The situation in Afghanistan has suddenly dominated the debate in the middle of a sluggish German election campaign. Candidates to succeed Angela Merkel are having to declare their positions. Military intervention is out of the question without US backing. The question then becomes a repeat of the Syrian crisis: will Germany once again open its doors to potentially hundreds of thousands of refugees and migrants?
It’s an unequivocal ‘nein’ from the government. ‘There will not be another 2015’ came the strong response from the ruling coalition of Angela Merkel’s CDU/CSU and the SPD. The Green party, currently in opposition but the second strongest party in most polls, are fudging the issue. With serious ambitions for the chancellorship, they need to outline a clear vision of what a Green government’s foreign policy would be.

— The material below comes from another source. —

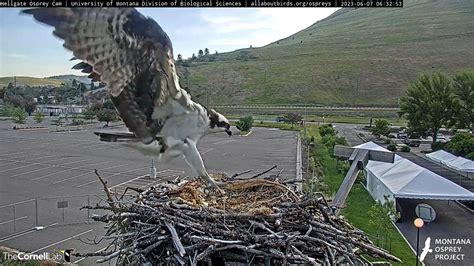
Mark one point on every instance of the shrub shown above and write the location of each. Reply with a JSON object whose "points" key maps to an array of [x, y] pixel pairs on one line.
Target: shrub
{"points": [[392, 147], [244, 123], [18, 115], [38, 117], [381, 128], [405, 149], [327, 130], [461, 144], [470, 156]]}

The developments in Afghanistan should have provided a welcome opportunity for Annalena Baerbock, the Green chancellor candidate. Foreign policy has been a continuous strand in her life: she participated in the Young Global Leaders programme of the World Economic Forum, and worked a dissertation on humanitarian aid (although didn’t complete it).
Yet the campaign has pushed Baerbock into the background. She acted cautiously during the recent flooding, worried about coming across as opportunistic. Meanwhile, the candidates from the established parties wandered the flooded villages, patted backs and promised government action.
Baerbock’s image was also damaged when a light was shone on irregularities in her CV, forgotten expenses claims and allegations of plagiarism in her recently published book. The Greens have lost nearly 10 percentage points in many polls. There is now even speculation whether the party might put forward her co-leader Robert Habeck as the candidate for the chancellorship.